You can find a whole list of operators here.
 

ErnieM

Joined Apr 24, 2011
8,377
The statements:

Rich (BB code):
    for (i=1; i=DLY5N; i++)
    {
        NOP();
    }
Is an interesting collection. It looks like a small delay was the intended result, but that is definitely not what is happening.

The for loop is poorly formed. "for" loops are of the form:

Rich (BB code):
    for (  { starting value assignment }  ;
           { completion test }            ;
           { increment/decrement }        )
The issue here is "i=DLY5N" which is an assignment and not a comparison. Now when an assignment is used in place of a comparison the value assigned is used as the comparison result. So any result that is zero is False, any non-zero result is True.

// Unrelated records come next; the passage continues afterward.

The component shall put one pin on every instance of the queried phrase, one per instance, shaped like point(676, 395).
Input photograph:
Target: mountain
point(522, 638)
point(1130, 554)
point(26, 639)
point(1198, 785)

Thus "i=DLY5N" where DLY5N is 100 is always True, Hence the for loop never terminates.

One other point is the "NOP();" statement inside the {block}: this is unnecessary. A better way to write this structure is:

Rich (BB code):
    for (i=1; i==DLY5N; i++);
Of course, if your reason for the NOP() was to give a breakpoint for debugging then by all means leave it in.

Keep in mind that since the value of i is never used outside of the for loop some compilers may remove this entire block of code, optimizing it away completely. This may be prevented by declaring the i variable a volatile.
 

RiJoRI

Joined Aug 15, 2007
536
Rule of thumb:

Turn off ALL optimization when developing code. It WILL allow you to keep your sanity.

--Rich
P.S., I think declaring the variables as "volatile" will help, also. It tells the compiler "Hands off, buddy!"